I’ve been thinking about this post for quite a long time.  When I first imagined it,  it was a long list filled with the important relationship advice I feel compelled to share with everyone after traveling around the world for more than a year with my husband. I apparently thought I was an expert on the subject because I spent the majority of our 396 days on the road within a 10-foot radius of him and we’re still married.

love and relationship lessons, tips on a relationship

Love on the rocks. We pose on the Great Wall in China.

But life has a way of showing me how little I really know.

More recently, I whittled these tips down to two lessons I had learned, and thought were generally applicable to most couples. The first of these:  “Don’t criticize the other person’s driving (and maybe just don’t criticize the other person).”

But who knows! Maybe your boyfriend has horrible road rage and could use a little driver’s ed. Relationships are very specific to the people in them.

So this grand list I had in mind really just boils down to one great lesson I know to be true:

Sometimes I’M the jackass. 

Do you remember last post where I discussed the omnipresent jackass? There really is always a jackass and sometimes it’s me. I know this shouldn’t be a relationship saving revelation but I think it might be.

You’d think I would have already firmly grasped the existence of my inner jackass growing up in a family of four children. My sister’s favorite retort, “Get off your high horse,” still echos in my head. Still I had never been able to translate that tip to my marriage.

There’s nothing like roaming around random foreign cities (sometimes in the middle of the night) lost and screaming at each other to encourage a little self-reflection. “What role did I play in getting us to this point?”

What role did I play? I push too hard often at the worst of times (Oslo). My brutal honesty can do more damage than most people’s lies (Sydney). Way too often I think I know what’s bothering you (Rio) and think I have all the answers for making it better (Berlin).

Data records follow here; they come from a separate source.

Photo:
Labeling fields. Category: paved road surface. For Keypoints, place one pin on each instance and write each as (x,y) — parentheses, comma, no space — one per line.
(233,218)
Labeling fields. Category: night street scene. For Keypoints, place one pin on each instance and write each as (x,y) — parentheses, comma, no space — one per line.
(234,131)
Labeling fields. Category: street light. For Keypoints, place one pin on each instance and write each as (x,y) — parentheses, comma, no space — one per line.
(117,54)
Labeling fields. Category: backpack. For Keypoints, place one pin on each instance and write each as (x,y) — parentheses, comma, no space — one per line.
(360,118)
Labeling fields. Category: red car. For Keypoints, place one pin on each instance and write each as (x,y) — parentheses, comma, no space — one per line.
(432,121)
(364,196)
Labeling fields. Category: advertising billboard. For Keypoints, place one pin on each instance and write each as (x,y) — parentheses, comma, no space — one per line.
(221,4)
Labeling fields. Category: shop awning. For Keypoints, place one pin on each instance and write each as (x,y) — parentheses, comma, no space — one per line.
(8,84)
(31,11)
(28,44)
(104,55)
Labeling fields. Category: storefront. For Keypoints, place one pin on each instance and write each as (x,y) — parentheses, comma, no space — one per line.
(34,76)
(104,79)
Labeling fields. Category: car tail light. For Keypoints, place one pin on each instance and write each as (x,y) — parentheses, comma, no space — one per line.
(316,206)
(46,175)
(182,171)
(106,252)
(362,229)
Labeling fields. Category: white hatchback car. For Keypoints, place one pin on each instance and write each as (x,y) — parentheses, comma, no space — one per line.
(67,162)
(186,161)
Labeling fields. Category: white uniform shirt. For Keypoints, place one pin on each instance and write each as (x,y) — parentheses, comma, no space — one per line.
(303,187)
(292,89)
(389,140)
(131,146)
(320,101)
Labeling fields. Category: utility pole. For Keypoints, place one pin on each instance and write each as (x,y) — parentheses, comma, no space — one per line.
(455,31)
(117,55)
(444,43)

Too often in our closest relationships we get so hell-bent in convincing the other person we’re right, we forget to look at all the ways that we’re wrong.

The solution? As in other jackass related situations, expect the jackass. Identify the jackass.  (Apologize if I’m the jackass). Move on (trying not to do it again)…

So that’s it. That’s my contribution to the stacks of self-help, relationship jewels out there.

Sometimes I’m the jackass and sometimes it could be you.